The difficulties have mostly come from the perspectives of the manufacturing and delivery systems; they have more to do with drugs’ prolonged periods of activity.
There will be a transition from NDDS to ADDS (advanced drug delivery system).
There may not have been any original technologies created, but there is undoubtedly an effort being made to innovate with and enhance existing legacy technologies.
A strategy that could allow active targeting involves the surface functionalization of drug carriers with ligands that are selectively recognized by receptors on the surface of the cells of interest.
For over 20 years, researchers have appreciated the potential benefits of nanotechnology in providing vast improvements in drug delivery and drug targeting.
Improving delivery techniques that minimize toxicity and improve efficacy offers great potential benefits to patients and opens new markets for pharmaceutical and drug delivery companies.
Top 13 Interesting Facts About NDDS
Microencapsulation can aid in the stabilization of medications that are sensitive to oxygen and moisture.
Lipoproteins allow fats to circulate via water both within and outside of cells.
Liposomes are tiny vesicles with aqueous volumes that are entirely composed of lipid molecule membranes.
Micells are lipid molecules found in aqueous solutions.

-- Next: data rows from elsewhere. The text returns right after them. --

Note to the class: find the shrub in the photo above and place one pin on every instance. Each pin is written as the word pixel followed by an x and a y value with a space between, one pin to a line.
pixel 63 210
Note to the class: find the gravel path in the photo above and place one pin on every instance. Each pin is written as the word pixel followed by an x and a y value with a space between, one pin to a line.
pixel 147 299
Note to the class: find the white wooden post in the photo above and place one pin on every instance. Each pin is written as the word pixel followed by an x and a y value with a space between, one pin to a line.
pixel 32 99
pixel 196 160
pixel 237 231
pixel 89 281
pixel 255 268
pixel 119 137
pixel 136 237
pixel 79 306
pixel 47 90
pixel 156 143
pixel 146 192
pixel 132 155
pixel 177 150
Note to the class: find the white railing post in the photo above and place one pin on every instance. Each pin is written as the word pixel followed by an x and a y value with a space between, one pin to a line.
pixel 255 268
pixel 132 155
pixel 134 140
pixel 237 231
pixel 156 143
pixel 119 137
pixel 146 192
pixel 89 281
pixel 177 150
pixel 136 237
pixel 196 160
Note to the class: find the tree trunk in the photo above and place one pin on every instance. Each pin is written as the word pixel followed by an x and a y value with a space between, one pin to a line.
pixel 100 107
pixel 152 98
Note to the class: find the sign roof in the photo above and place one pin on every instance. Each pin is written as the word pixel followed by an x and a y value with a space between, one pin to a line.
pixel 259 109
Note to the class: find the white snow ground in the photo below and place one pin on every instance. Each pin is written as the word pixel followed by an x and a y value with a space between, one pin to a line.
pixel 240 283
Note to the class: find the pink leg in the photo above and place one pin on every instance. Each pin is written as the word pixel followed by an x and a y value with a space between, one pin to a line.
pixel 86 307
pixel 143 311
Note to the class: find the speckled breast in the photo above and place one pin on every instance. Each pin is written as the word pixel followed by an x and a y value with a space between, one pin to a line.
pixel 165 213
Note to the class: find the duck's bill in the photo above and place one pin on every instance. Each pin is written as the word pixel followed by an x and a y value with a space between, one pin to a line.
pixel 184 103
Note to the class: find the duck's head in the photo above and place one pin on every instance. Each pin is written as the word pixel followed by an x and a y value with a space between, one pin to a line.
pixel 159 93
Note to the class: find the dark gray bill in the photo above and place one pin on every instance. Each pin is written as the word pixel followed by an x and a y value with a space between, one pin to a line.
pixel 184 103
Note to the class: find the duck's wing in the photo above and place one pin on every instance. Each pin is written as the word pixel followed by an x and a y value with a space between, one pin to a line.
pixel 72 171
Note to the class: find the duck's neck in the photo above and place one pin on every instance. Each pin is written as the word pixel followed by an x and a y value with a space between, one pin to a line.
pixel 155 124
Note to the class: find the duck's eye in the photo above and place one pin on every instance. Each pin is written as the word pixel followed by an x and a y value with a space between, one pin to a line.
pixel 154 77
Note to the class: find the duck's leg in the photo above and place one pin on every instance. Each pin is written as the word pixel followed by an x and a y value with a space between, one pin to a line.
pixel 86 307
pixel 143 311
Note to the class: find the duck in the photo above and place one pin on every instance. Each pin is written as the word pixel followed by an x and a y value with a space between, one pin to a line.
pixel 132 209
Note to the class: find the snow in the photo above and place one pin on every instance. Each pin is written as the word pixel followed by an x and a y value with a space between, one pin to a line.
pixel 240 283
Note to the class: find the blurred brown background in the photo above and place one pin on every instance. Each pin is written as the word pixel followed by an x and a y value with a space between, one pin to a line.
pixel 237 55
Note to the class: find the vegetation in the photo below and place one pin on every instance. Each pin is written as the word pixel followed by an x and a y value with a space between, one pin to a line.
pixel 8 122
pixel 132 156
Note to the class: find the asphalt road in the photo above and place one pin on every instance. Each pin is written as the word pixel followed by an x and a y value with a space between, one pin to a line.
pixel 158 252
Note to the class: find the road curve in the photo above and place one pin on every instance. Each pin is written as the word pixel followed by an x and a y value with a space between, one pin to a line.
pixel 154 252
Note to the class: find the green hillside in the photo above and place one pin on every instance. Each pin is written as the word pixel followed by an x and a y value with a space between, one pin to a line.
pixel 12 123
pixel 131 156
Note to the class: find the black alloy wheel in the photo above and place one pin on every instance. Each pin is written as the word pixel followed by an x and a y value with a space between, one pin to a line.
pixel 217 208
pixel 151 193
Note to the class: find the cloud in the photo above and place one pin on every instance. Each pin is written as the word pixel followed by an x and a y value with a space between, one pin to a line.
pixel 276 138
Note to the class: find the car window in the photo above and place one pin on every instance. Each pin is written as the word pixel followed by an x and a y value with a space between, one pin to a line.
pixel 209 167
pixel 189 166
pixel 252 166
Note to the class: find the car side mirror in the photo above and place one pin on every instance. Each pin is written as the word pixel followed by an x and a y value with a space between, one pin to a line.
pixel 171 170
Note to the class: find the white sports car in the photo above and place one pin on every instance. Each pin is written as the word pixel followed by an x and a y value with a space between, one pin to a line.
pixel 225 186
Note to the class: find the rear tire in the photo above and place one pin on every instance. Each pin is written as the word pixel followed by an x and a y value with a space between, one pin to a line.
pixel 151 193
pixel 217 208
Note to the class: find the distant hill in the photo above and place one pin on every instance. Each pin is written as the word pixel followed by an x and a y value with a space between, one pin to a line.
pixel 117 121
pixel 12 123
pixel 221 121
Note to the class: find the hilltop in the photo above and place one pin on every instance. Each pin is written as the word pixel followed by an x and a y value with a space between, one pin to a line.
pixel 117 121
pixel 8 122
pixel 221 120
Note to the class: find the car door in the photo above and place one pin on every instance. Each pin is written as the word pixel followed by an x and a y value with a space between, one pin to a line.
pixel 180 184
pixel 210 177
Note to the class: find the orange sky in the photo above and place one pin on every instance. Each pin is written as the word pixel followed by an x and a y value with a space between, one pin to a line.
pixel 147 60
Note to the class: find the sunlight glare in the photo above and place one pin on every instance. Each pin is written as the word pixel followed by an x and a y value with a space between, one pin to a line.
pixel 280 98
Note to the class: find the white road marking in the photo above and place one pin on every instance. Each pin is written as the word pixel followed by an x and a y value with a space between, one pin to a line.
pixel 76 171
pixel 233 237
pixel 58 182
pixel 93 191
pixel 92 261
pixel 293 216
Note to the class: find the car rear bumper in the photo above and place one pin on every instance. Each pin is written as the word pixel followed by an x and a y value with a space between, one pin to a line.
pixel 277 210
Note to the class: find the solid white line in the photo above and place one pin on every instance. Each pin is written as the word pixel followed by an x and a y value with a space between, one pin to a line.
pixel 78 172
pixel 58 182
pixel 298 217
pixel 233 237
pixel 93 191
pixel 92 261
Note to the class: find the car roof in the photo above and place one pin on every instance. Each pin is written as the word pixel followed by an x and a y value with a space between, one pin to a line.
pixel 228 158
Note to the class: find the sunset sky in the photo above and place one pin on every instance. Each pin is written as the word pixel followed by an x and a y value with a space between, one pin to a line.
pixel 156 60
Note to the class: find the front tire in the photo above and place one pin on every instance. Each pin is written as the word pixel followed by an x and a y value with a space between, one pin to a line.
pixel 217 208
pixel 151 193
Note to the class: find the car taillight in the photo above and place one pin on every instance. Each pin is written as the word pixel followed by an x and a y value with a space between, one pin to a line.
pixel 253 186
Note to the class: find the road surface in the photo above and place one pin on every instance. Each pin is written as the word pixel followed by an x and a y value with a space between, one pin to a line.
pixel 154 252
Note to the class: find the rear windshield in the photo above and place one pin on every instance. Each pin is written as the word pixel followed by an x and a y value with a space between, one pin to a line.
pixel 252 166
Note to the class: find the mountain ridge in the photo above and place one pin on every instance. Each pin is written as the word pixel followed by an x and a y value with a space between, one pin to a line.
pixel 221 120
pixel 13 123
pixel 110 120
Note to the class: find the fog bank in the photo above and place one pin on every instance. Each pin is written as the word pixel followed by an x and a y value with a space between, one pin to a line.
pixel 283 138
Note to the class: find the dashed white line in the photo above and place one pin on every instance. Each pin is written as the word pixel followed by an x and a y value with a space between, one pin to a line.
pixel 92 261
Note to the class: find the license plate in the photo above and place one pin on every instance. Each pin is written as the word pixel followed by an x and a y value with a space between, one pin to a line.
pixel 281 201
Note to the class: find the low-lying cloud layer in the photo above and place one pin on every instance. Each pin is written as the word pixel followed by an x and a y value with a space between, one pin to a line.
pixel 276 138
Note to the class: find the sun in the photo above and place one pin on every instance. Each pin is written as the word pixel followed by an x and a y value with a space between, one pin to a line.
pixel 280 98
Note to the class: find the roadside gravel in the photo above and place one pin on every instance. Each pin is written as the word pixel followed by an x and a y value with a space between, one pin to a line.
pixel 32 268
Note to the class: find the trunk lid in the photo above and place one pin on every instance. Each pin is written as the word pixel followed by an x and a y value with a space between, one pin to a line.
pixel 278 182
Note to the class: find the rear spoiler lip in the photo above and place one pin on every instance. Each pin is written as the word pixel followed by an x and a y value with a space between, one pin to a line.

The level of drug concentration in plasma is referred to as bioavailability.
The partition coefficient describes the distribution of a solute between two immiscible solvents.
The first transdermal medicine delivery method was introduced about 20 years ago.
The Atrigel system is a proprietary drug delivery device that can be utilized for parenteral and site-specific medication administration.
Nanotechnology is capable of penetrating medications into areas to kill malignant cells.
Homogenization and ultrasonication were used to create solid lipid nanoparticles.
Drug-encapsulated nanoparticles are solid colloidal particles ranging in size from 10 to 1000 nm.
Folate-conjugated radiopharmaceuticals are used to target cancer tissue.
Radiolabel-led biologics have the potential to improve the treatment of rheumatoid arthritis.